Pour contribuer à nous sensibiliser sur la gestion de cette ressource vitale, le 20 décembre 2013, l’Assemblée générale de l’ONU a décidé de déclarer le 5 décembre Journée internationale des sols et 2015 Année internationale des sols. Le lancement officiel a eu lieu le 5 décembre 2014. Diverses activités ont lieu au plan national et international (notamment lors du lancement formel de la 69e Assemblée internationale des Nations-Unies à New York) www.boden2015.ch.

Les sols sous pression dans toutes les parties du globe

En raison de la croissance démographique mondiale et de l’extension des zones résidentielles, il est à prévoir que 30 à 40 millions d’hectares de surfaces agricoles disparaitront dans le monde d’ici à 2025 pour cause d’imperméabilisation. Étant donné que la plupart des villes se trouvent dans des régions fertiles (zones côtières, embouchures de fleuves), la majeure partie des surfaces requises concerne de bonnes terres agricoles. Selon la Banque mondiale, entre 5 et 10 millions d’hectares de terres agricoles supplémentaires disparaissent chaque année suite à leur forte dégradation. Les sols subissent en outre la contamination, la salinisation, la désertification, mais aussi l’érosion et les catastrophes naturelles provoquées par les changements climatiques, si bien que leur fertilité en souffre.

La croissance démographique requiert une hausse de la production alimentaire

Selon le scénario moyen des prévisions de l’ONU, la population mondiale, actuellement d’un peu plus de sept milliards de personnes, dépassera les huit milliards en 2025 malgré le ralentissement du taux de croissance. En Suisse, l’Office fédéral de la statistique (OFS) prévoit que la population résidante passera des huit millions actuels à 8,6 millions de personnes en 2025. En conséquence, la quantité et la qualité des terres assolées sont d’une importance cruciale pour la sécurité alimentaire. En outre, de l’eau de bonne qualité doit être disponible en quantité suffisante, ce qui est loin d’être le cas précisément dans les pays ayant les taux de croissance les plus élevés (continent africain, Inde, Chine).

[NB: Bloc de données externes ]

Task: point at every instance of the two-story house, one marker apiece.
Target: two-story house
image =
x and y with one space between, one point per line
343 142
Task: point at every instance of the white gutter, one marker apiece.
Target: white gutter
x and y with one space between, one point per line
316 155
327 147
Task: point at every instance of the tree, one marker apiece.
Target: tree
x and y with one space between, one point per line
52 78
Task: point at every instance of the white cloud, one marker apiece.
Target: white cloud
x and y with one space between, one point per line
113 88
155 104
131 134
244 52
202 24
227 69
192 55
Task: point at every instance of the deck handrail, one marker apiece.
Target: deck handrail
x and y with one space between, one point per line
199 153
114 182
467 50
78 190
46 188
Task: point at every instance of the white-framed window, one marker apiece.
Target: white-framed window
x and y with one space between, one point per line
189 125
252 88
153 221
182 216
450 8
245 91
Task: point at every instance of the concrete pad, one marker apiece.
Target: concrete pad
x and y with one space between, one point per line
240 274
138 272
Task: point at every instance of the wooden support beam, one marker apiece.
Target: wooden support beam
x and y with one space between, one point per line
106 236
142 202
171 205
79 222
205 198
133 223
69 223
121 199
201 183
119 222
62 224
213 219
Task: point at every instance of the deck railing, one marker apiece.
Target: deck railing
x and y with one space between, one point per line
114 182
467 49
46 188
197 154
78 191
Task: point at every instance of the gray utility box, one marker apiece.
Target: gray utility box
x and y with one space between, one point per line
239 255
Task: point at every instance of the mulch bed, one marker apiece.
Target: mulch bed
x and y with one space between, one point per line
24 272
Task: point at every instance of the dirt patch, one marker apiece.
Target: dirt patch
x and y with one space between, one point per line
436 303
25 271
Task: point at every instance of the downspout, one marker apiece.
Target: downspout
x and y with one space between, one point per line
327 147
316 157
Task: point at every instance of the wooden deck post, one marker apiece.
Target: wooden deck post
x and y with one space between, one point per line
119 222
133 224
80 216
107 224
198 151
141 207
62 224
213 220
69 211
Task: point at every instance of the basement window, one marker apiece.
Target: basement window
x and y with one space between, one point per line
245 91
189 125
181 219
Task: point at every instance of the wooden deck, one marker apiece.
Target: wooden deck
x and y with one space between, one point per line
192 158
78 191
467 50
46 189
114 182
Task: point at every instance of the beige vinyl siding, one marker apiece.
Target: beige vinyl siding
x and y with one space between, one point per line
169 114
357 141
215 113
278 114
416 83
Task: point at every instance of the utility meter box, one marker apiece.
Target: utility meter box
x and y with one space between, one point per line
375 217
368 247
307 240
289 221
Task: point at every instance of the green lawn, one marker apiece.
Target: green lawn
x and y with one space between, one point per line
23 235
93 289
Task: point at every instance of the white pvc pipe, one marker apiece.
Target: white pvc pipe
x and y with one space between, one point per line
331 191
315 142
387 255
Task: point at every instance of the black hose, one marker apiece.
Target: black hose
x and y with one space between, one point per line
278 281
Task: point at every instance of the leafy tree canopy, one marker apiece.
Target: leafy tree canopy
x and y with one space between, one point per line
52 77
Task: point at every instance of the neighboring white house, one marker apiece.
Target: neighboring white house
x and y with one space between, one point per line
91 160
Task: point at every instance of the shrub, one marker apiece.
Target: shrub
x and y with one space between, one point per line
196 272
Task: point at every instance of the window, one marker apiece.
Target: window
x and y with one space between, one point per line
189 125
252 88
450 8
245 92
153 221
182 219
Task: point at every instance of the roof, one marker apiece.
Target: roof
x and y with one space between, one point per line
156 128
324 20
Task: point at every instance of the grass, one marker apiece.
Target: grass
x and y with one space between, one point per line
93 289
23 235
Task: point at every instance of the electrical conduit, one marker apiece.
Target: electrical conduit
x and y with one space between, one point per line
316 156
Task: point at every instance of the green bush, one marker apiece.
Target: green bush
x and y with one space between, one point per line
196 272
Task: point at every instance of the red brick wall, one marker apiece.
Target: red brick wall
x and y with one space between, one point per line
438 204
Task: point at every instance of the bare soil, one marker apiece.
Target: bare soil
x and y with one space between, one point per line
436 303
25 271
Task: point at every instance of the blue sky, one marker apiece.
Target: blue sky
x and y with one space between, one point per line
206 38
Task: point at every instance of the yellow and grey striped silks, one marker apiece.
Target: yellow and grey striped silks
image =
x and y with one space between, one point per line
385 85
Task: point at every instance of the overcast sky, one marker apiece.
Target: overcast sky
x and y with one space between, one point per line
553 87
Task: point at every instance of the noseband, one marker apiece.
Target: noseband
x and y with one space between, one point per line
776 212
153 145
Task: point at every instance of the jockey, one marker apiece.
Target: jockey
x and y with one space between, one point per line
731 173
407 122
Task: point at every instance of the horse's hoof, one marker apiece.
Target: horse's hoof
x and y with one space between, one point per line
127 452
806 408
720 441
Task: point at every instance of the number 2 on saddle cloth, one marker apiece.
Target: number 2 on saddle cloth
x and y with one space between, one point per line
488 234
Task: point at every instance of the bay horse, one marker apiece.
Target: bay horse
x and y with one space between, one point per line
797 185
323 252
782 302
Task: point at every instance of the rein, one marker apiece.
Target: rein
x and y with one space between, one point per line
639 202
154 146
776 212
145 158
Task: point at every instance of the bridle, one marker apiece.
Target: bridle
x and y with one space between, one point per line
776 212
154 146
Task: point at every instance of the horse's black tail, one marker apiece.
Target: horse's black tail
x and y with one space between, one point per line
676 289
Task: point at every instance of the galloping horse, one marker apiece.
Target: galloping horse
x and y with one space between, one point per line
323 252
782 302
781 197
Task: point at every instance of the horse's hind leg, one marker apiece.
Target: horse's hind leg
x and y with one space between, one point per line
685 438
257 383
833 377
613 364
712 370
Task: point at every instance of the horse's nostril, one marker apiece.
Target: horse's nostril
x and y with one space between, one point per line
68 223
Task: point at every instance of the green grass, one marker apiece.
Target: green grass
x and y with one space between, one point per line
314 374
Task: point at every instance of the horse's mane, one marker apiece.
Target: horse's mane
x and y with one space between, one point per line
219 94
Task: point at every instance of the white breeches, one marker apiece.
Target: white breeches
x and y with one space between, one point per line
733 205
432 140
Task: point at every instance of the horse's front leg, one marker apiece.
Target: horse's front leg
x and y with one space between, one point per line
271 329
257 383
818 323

De surcroît, c’est dans ces mêmes zones que le changement climatique réduira encore davantage la disponibilité en eau.

Un des services écosystémiques les plus essentiels que les sols fournissent aux sociétés humaines est la mise à disposition de denrées alimentaires. Face à la croissance démographique et aux changements climatiques, la sécurité alimentaire globale constitue l’un des défis majeurs de l’avenir. La Suisse étant une importatrice nette de denrées alimentaires, les consommatrices et les consommateurs font également subir leur influence sur l’environnement et les ressources naturelles ainsi que sur la sécurité alimentaire de la population locale dans les pays exportateurs.

Développement territorial durable

Même en cas d’aggravation du changement climatique, l’Europe centrale et plus particulièrement la Suisse continueront de disposer de ressources en eau plus abondantes que les parties du monde les plus peuplées. Étant donné les conditions de végétation favorables et les bons sols de la Suisse, nous sommes nous aussi appelés à conserver les terres cultivées et à préserver les zones agricoles de la spéculation, de manière à sauvegarder les bases de production nécessaires à l’agriculture tout en visant un développement territorial durable.

L’article 104 de la Constitution fédérale exige l’encouragement des exploitations agricoles cultivant le sol. Pour que l’agriculture puisse remplir cette tâche, elle doit pouvoir disposer des bases légales correspondantes. La loi sur l’agriculture, le droit foncier rural et l’aménagement du territoire s’associent pour jouer un rôle essentiel à cet égard.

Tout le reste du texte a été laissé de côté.